Abel nunca dice una palabra en la narración del Génesis, pero sus acciones lo dicen todo. Es la primera persona en las Escrituras cuya ofrenda agradable a Dios se menciona, y el primer testigo en el gran salón de la fe de Hebreos 11. Su sacrificio, aunque aparentemente sencillo, fue por fe, y Dios lo honró por ello.
El contraste con Caín es sorprendente. Génesis 4 no describe la ofrenda de Caín como descuidada o inferior, solo que Dios no la miró con agrado. Esto nos dice algo importante: Dios no mira solo lo que traemos, sino el corazón con el que lo traemos. Caín le dio algo a Dios, pero en sus propios términos. Incluso después de ver lo que Dios aceptó de Abel, no hizo ningún intento por aprender, cambiar o buscar la voluntad de Dios. Su orgullo prefería exigir que Dios aceptara su manera de hacer las cosas.
La fe, sin embargo, busca humildemente lo que agrada a Dios. Abel no inventó la idea de ofrecer el primogénito y las partes grasas; debió haberlo aprendido, discernido o recibido de alguna forma de obediencia fiel. No le dio a Dios lo que él quería dar, sino lo que Dios deseaba. Al hacerlo, honró a Dios, y Dios lo aprobó.
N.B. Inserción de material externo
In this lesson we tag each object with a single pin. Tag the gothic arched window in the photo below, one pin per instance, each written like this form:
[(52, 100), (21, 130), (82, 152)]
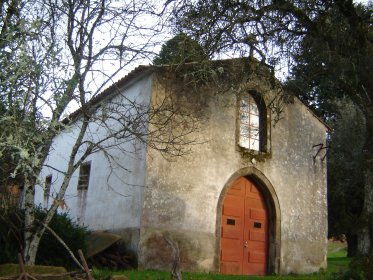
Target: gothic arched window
[(252, 124)]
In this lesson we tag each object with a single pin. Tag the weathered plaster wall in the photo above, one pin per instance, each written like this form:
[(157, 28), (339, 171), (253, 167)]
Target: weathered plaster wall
[(115, 195), (181, 196)]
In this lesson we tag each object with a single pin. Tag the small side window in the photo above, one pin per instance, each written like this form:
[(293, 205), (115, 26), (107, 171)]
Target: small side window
[(47, 190), (85, 170), (83, 184), (252, 123)]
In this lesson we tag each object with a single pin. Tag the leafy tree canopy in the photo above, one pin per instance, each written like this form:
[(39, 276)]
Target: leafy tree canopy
[(180, 49)]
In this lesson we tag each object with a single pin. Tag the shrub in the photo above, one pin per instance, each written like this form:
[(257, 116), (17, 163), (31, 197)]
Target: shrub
[(50, 252), (363, 264), (348, 275)]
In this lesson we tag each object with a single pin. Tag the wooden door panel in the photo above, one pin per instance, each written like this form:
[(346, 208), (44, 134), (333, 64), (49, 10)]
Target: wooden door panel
[(244, 236), (257, 236), (230, 268)]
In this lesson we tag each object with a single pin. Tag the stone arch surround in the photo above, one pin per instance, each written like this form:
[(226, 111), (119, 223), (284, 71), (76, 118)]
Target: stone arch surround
[(273, 205)]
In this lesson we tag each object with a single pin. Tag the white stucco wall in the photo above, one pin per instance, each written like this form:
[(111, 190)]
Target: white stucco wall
[(115, 192), (182, 196)]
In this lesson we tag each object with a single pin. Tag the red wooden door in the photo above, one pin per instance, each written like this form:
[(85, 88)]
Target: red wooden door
[(244, 234)]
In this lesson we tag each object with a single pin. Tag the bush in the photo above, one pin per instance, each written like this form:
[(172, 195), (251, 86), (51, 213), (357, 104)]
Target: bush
[(348, 275), (50, 252), (363, 264)]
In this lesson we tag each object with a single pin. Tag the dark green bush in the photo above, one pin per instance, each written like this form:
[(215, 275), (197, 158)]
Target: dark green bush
[(348, 275), (11, 237), (363, 264), (50, 252)]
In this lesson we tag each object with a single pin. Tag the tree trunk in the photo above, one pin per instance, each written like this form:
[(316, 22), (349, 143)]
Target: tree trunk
[(30, 250), (352, 242), (365, 236)]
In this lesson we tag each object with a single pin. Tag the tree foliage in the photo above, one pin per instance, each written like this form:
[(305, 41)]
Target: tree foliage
[(63, 53), (326, 45), (180, 49)]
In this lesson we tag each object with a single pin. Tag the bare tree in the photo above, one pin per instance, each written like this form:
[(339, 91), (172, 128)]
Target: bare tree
[(56, 53)]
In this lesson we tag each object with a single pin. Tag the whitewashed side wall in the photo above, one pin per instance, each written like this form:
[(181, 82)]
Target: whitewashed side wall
[(115, 193)]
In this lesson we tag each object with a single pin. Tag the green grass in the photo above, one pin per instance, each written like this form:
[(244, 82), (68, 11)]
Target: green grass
[(337, 262)]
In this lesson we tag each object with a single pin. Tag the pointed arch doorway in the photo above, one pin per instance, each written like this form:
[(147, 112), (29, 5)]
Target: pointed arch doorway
[(248, 229)]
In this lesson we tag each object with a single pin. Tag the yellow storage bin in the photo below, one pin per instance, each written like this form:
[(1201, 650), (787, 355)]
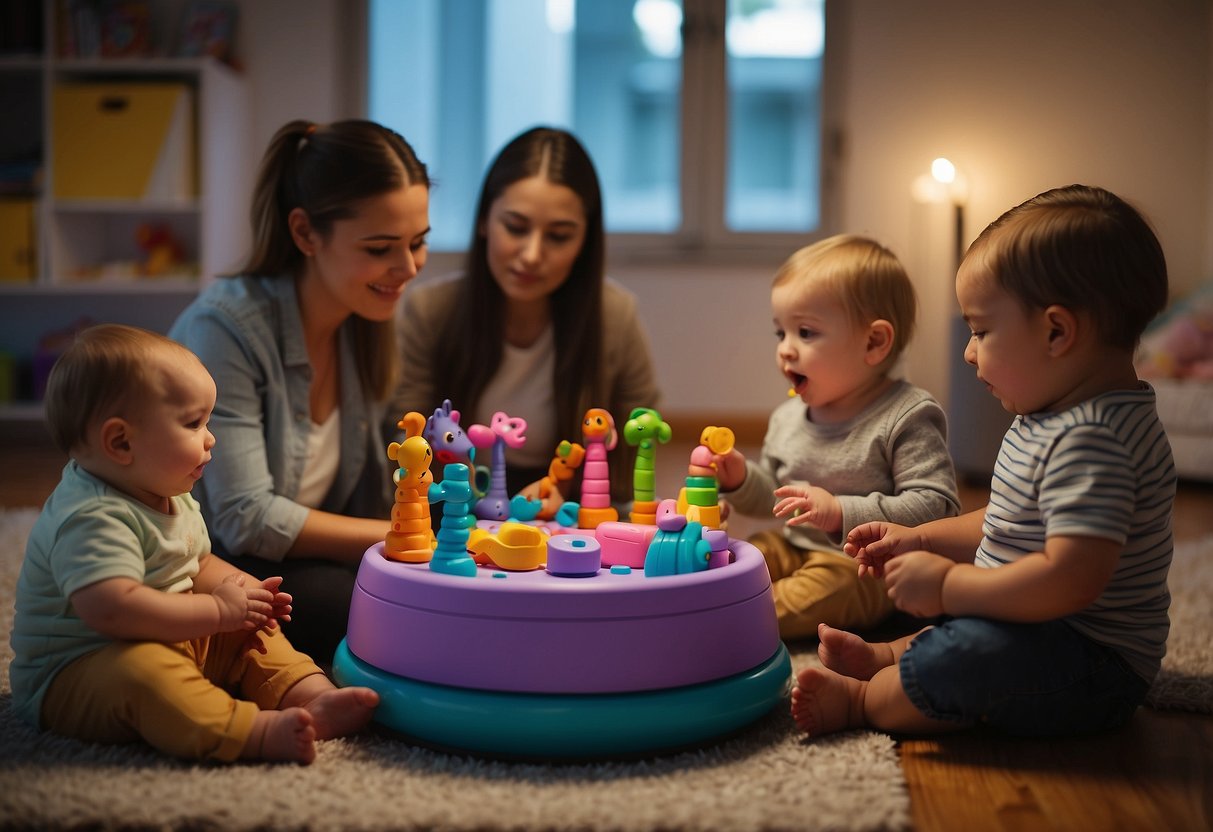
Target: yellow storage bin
[(124, 141), (18, 240)]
Esta es la primera gran lección de la fe: la fe hace la voluntad de Dios. Escucha. Obedece. No trata de moldear la aprobación de Dios en función de las preferencias humanas. Como advierte Pablo en Romanos 14:22: “Bienaventurado el que no se condena a sí mismo en lo que aprueba”. No es nuestra aprobación lo que importa, sino la de Dios.
Ahora somos aquellos que vivimos bajo el nuevo pacto. Nacidos de nuevo, llenos del Espíritu, llamados a reversar la rebelión del Edén a través de la obediencia diaria. La vida cristiana no se trata de mejorarnos a nosotros mismos según nuestros estándares, sino de hacer la voluntad de Dios en la tierra como en el cielo. Como Abel, busquemos la Palabra de Dios para saber lo que Él aprueba. Que sea una lámpara para nuestros pies y una luz para nuestro camino (Salmo 119:105). Ofrezcamos nuestras vidas como sacrificios vivos, aceptables y agradables a Él (Romanos 12:1).
Abel, nuestro primer testigo de la fe, todavía habla. Que tengamos oídos para oír.